L'échec de l'initiative du Dialogue national prônée par le Quartet a plongé une bonne partie de l'opinion publique tunisienne dans la consternation, tant le pays attend avec impatience une sortie de crise. Fidèle à sa promesse de préciser la responsabilité de cet échec, Houcine Abbassi, secrétaire général de l'UGTT a accusé Ennahdha de paralyser la démarche, estimant que son dernier communiqué est « ambigu et permet des manoeuvres, des interprétations et des lectures diverses ». Il ne lui restait plus qu'à affirmer : "Nous tenons à notre initiative et nous allons oeuvrer à la faire appliquer en nous appuyant sur nos propres forces et sur notre peuple avant tout". La suite de cette déclaration n'a pas tardé. C'est ainsi que la Commission administrative de l'UGTT, réunie l'après-midi même, dans la même salle où s'était tenue la conférence de presse, a décidé le lancement d'une série de manifestations dans les régions devant aboutir à un grand rassemblement dans la capitale. Il s'agit-là selon des syndicalistes d'un premier degré de mobilisation devant montrer à la Troïka et plus précisément à Ennahdha la capacité de la centrale syndicale à exercer son poids, à partir de toutes les régions du pays. Ni grèves régionales ou sectorielles tournantes, ce que tous craignent sans doute, mais des manifestations. Qu'en est-il pour la suite ? La Commission administrative a gardé sa réunion ouverte pour envisager les prochaines étapes à entreprendre, ce qui confirme la volonté de Houcine Abbassi de laisser encore la porte ouverte à Ennahdha.
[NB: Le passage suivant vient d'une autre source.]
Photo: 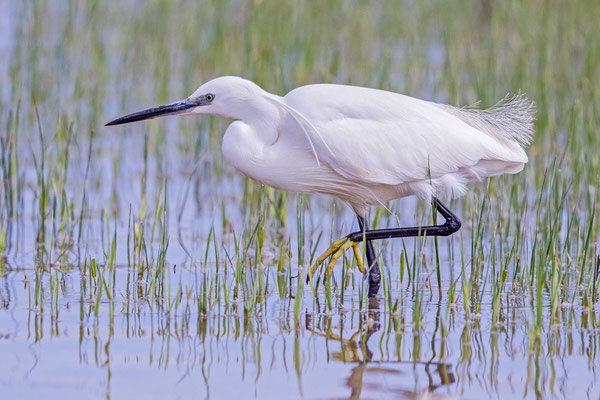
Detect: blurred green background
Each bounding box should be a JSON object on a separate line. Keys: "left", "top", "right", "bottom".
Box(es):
{"left": 1, "top": 1, "right": 599, "bottom": 398}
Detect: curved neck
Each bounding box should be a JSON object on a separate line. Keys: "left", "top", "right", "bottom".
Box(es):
{"left": 229, "top": 93, "right": 285, "bottom": 146}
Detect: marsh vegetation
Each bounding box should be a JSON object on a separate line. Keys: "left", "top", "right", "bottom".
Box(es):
{"left": 0, "top": 1, "right": 599, "bottom": 398}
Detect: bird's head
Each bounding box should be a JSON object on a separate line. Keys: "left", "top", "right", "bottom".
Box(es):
{"left": 105, "top": 76, "right": 267, "bottom": 126}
De leurs côtés, les autres membres du Quartet, l'UTICA, la LTDH et l'Ordre des Avocats doivent revenir vers leurs instances pour décider des positions à prendre. Ouided Bouchammaoui a bien souligné lors de la conférence, samedi, que son alerte quant à l'extrême gravité de la situation économique et l'urgence d'une sortie de crise n'a pas l'écho nécessaire auprès de la Troïka. Elle doit aujourd'hui en référer à son conseil national, sachant que la marge de manœuvre de la centrale patronale reste réduite ne pouvant recourir à des arrêts de travail ou appeler à des fermetures d'entreprises, même si certains employeurs l'envisagent sérieusement. Le bâtonnier Mohamed Fadhel Mahfoudh devra de son côté tâter le pouls de ses confrères membre du bureau national pour convenir de la suite à réserver dans ce bras de fer qui s'annonce. Il en sera de même pour Abdessettar Ben Mooussa, avec les instances de la Ligue.
Quant au mouvement islamiste, il est clair que son aile dure continue à exercer tout son poids pour céder sur les principaux points de la feuille de route élaborée par le Quartet. Il s'agit notamment pour ce qui est de la formation immédiate d'un gouvernement de compétences nationales et la limitation des attributions et de la durée de l'Assemblée nationale constituante. Peut-on espérer de meilleures prédispositions à l'issue de la réunion du Majliss Echoura ce weekend ? Les optimistes y fondent des espoirs, sans s'attendre à une avancée majeure.
Moncef Marzouki, parti à New-York pour toute la semaine, prendre part à l'Assemblée générale de l'ONU, ne sera d'aucun appui pour la reprise des concertations. Mustapha Ben Jaafar, leader d'Ettakatol et président de l'ANC, et qui essaie tant bien que mal à faire valoir sa poids, pourrait intervenir efficacement pour lever ce blocage. En attendant, la Tunisie s'expose, encore plus chaque jour, à tous les risques.